Blended Families and Estate Planning: When Love Gets Complicated, So Does Your Will

Blended families are now common in Australia, and with that comes a higher risk of accidental disinheritance if estate planning isn’t carefully structured. A key trap is owning the family home as joint tenants, which can override your will and result in children from a previous relationship missing out entirely. Strategies such as using tenants in common, reviewing superannuation death benefit nominations, and considering tools like testamentary trusts, life interests and specific bequests can help balance the needs of a current partner and children from prior relationships. Regular reviews, thoughtful executor selection and open family conversations are essential to reduce disputes and protect everyone’s interests.

Testamentary Trusts: Why More Australians Are Looking Beyond the Simple Will

A testamentary trust is a structure created by your will that can provide long-term tax efficiency, flexibility and asset protection for your family after you die. One of the key advantages is that income paid to children under 18 from estate-derived assets in a testamentary trust can be taxed at normal adult rates, often allowing meaningful income to be received tax-free, which is a significant improvement over standard penalty rates for minors. These trusts can help protect inheritances from relationship breakdowns, business risks and creditor claims by keeping assets held in a trust rather than in a beneficiary’s personal name. For families with larger estates, more complex circumstances or vulnerable beneficiaries, the benefits can easily outweigh the additional cost and administration involved.

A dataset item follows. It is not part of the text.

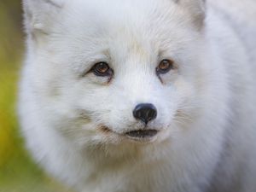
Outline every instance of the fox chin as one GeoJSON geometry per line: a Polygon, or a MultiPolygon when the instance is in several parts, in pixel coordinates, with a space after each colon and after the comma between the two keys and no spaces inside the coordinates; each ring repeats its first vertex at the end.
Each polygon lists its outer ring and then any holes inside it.
{"type": "Polygon", "coordinates": [[[254,0],[23,0],[21,131],[78,192],[256,191],[254,0]]]}

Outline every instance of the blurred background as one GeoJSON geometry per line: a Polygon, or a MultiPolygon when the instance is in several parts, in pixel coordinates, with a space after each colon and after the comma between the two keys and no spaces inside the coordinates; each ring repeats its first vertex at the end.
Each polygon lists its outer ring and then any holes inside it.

Staying Ahead of the Scam: How to Protect Your Wealth from Sophisticated Fraud

Scams are increasingly sophisticated, with criminals using professional websites, fake trading platforms, bank impersonations and even AI-generated voices and videos to deceive people. Investment scams remain the largest source of reported financial losses, but phone-based impersonation, phishing and emerging superannuation scams are also growing threats. Scammers rely on urgency, secrecy and emotional pressure, often targeting people during life transitions such as retirement, bereavement or job changes when decision-making can be more vulnerable. Staying safe means treating unsolicited financial contact with caution, verifying information directly with institutions, strengthening digital security on banking and super accounts, and being aware that if an offer sounds too good to be true, it almost certainly is.

 

Q & A

  1. Offset vs Redraw?

An offset account uses your own cash to reduce loan interest, while redraw uses extra repayments from inside the loan and can complicate tax deductibility later.

  1. What does an executor do?

An executor manages the estate, pays debts and taxes, and distributes assets according to the will, often with professional support.

  1. How can I grow my spouse’s super?

You can use spouse contributions for a tax offset or split your concessional contributions to help build their balance, subject to the rules.